56.08 Ultrasound Guided Central Venous Catheter Insertion: is Safer, but in whose hands? A meta-analysis.

C. J. Lee1, R. S. Chamberlain1,2,3  1Saint Barnabas Medical Center,Surgery,Livingston, NJ, USA 2New Jersey Medical School,Surgery,Newark, NJ, USA 3St. George’s University School Of Medicine,St. George’s, St. George’s, Grenada

Introduction:  Real-time ultrasound guidance for the placement of central venous catheters (CVCs) is purported to increase placement success and to reduce complications but in whose hands?  This meta-analysis assesses all available evidence comparing landmark-guided (LG) to ultrasound-guided (UG) CVC insertion in regards to success, safety/complications and the experience of the operator placing the CVC.

Methods:  A comprehensive literature search of Medline, PubMed, and the Cochrane Central Register of Controlled Trials was performed. 17 prospective, randomized controlled trials were identified which compared UG with LG techniques of CVC placement and specified operator experience. Data were extracted on study design, study size, operator experience, rate of successful catheter placement, number of attempts to success, and rate of accidental arterial puncture.

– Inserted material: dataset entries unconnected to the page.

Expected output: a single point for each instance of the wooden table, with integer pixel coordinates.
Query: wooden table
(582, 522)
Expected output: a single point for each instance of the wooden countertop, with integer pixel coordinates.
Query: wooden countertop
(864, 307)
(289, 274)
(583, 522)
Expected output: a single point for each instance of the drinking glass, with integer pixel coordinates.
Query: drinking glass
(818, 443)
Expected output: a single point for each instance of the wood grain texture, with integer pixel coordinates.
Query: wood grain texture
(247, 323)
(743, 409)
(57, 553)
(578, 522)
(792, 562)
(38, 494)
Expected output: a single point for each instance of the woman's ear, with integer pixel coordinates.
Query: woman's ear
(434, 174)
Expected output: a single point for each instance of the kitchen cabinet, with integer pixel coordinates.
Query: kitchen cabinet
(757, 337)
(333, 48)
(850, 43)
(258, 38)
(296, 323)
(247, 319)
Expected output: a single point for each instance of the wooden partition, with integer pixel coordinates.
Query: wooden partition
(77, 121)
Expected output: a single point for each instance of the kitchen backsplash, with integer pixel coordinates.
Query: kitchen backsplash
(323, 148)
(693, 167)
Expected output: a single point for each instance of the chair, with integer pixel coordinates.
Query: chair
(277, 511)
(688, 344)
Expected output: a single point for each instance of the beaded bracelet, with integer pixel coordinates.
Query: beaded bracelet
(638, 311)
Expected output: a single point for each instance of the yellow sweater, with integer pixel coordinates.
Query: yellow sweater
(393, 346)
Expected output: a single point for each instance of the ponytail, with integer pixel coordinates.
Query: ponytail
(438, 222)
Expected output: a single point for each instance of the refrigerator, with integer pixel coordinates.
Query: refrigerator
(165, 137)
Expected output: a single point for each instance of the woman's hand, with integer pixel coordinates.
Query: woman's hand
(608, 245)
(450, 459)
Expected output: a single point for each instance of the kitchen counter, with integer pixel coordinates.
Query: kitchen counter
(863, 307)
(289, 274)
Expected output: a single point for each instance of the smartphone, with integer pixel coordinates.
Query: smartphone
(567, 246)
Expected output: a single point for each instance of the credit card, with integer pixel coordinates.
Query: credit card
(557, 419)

A meta-analysis was constructed to analyze the data.

Results: 17 trials with a total of 3,686 subjects were included. 1,684 CVCs were placed by LG, and1,822 by UG. Among the UG group, 910 subjects were placed by junior operators (<5 years experience), and 912 by senior operators. In the LG group, 754 subjects were placed by junior operators and 930 by senior operators. UG CVC insertion was associated with 14% increase in the likelihood of successful CVC placement by junior operators (risk ratio (RR), 1.14; 95% CI, 1.08-1.21) and a 8% increase in senior operators (RR 1.08; 95% CI, 1.02-1.14). The mean number of needle attempts until CVC placement was lower in the UG placement group (Standard difference in means -0.85; 95% CI, -1.18 to -0.51) however no significant difference was seen between junior and senior operators. UG was associated with a 49% decrease in the likelihood of accidental arterial puncture among junior operators (RR 0.51; 95% CI, 0.28-0.95 and  an 86% decrease in senior operators (RR 0.14; 95% CI, 0.07-0.26). Statistically significant difference between junior and senior operators was only observed in regards to accidental arterial puncture (p=0.004).

Conclusion: UG CVC placement in adult patients is effective in improving overall success rate and decreasing the number of attempts until cannulation and arterial puncture rate regardless of operator experience level.  Accidental arterial punctures during UG CVC were lower in both groups, but a significantly higher benefit was observed among senior operators compared to junior operators.  UG SVC improves success rate, efficiency, and safety in regards to CVC placement, even among those most comfortable or confident in traditional landmark guided techniques.